Gabor, sisters Eva and Magda, and their mother, Jolie, emigrated to America around World War II. Zsa Zsa gained notice when she became the wife of Conrad Hilton, whom she married in 1942 and by the following decade all the Gabors were celebrities. (Eva died in 1995 at age 74. Mother Jolie died in April 1997 at age 97 and sister Magda died two months later at age 78).

In 1998, cultural historian Neal Gabler diagnosed her kind of celebrity as “The Zsa Zsa Factor.”

“When she first came to fame in the early 1950s, Zsa Zsa wasn’t an actress or a singer or a dancer or an entertainer of any sort,” he observed. “She was the beautiful wife of actor George Sanders who happened to appear on a quiz show dispensing offhanded advice to lovelorn viewers. By being herself she became such a success that she immediately landed movie roles.”

Her film career was, as The Film Encyclopedia notes, “mostly decorative.” Among Gabor’s more prominent credits: as dancer Jane Avril in John Huston’s Toulouse-Lautrec biopic, “Moulin Rouge,” 1952; and Orson Welles’ classic “Touch of Evil,” 1958. More recently, she appeared in the “Nightmare on Elm Street” series and in the “Naked Gun” spoofs.

Her love life, meanwhile, rolled on, like a B-melodrama on a double-bill with Elizabeth Taylor’s A-list spectacular.

In 1954, Gabor made headlines being seen with Dominican Republic playboy-diplomat Porfirio Rubirosa within weeks of his marriage to dime store heiress Barbara Hutton. Her 1958 romance with Rafael Trujillo Jr., son of the Dominican dictator, became a scandal in Congress. Ohio’s Rep. Wayne Hayes — eventually caught in his own adulterous affairl — cited the expensive gifts Gabor was allegedly receiving from the young man to argue that foreign aid for the island nation should be eliminated.

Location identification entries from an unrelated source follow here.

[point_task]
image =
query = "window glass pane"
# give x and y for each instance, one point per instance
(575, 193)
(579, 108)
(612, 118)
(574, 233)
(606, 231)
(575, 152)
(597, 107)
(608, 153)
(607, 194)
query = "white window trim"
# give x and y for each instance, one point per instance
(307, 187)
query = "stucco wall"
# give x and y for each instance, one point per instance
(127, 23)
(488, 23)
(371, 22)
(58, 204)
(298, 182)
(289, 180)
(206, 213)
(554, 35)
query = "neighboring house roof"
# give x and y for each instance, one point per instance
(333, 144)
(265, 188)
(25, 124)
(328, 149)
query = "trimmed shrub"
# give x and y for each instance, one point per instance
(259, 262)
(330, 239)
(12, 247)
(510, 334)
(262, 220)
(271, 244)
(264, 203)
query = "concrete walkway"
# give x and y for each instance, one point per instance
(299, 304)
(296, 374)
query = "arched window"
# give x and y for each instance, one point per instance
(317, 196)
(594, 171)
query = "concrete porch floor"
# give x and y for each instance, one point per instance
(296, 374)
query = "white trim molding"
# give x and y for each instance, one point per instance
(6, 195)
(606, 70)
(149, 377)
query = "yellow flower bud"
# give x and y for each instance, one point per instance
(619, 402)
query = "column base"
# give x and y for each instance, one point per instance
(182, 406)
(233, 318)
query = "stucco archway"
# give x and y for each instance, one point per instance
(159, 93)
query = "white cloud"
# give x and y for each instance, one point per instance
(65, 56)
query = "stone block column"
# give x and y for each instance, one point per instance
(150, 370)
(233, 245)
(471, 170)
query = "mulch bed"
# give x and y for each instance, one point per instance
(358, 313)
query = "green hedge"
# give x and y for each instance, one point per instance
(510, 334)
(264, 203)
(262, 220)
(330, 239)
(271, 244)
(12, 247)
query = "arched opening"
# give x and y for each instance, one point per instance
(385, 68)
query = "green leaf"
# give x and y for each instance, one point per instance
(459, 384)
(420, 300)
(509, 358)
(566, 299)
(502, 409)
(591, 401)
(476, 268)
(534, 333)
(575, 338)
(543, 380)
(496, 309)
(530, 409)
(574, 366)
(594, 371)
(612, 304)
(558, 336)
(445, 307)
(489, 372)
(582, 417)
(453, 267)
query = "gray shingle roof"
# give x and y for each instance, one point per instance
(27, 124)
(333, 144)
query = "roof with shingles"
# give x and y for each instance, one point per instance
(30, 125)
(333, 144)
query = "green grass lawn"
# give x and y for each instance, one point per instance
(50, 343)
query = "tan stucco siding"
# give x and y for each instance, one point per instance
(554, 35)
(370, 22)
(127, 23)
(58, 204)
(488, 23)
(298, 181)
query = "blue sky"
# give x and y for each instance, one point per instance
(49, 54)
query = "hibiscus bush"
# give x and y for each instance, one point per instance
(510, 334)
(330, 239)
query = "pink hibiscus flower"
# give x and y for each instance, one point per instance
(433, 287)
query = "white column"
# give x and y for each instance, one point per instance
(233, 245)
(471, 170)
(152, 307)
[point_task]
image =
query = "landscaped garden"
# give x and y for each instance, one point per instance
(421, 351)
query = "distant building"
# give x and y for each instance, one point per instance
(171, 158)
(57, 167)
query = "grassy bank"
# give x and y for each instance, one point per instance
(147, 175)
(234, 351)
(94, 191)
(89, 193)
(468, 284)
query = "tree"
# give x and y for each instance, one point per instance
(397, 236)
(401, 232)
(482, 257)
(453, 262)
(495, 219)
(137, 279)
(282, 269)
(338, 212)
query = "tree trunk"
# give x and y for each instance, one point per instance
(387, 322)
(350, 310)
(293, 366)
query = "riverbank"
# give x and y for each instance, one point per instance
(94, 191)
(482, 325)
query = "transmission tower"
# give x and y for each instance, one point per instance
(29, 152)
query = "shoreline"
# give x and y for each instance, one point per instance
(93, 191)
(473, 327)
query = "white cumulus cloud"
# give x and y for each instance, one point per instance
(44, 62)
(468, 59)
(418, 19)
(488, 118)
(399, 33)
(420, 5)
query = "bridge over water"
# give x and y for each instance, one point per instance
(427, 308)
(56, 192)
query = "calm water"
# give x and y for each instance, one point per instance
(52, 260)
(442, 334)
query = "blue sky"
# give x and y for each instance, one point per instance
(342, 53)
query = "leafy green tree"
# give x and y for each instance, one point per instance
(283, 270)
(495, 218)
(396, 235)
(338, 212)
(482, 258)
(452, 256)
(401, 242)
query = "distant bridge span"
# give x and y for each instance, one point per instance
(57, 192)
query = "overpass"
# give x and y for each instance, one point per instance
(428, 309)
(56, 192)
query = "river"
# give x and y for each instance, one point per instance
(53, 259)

She wed eight times — nine including a 1982 shipboard ceremony that was quickly annulled and may not have been legal. Other husbands included businessman Herbert L. Hutner and prolific inventor Jack Ryan, credited with designing everything from missiles to the Barbie doll. She married her von Anhalt in 1986.

Part of Mama Jolie’s advice to her daughters, as recounted in a 1953 Associated Press interview with Zsa Zsa, has a modern touch. She said she told them: “You must be independent and able to do for yourself. Then you do not have to marry a rich man, you can marry a poor one. And if it is wrong, you can go.”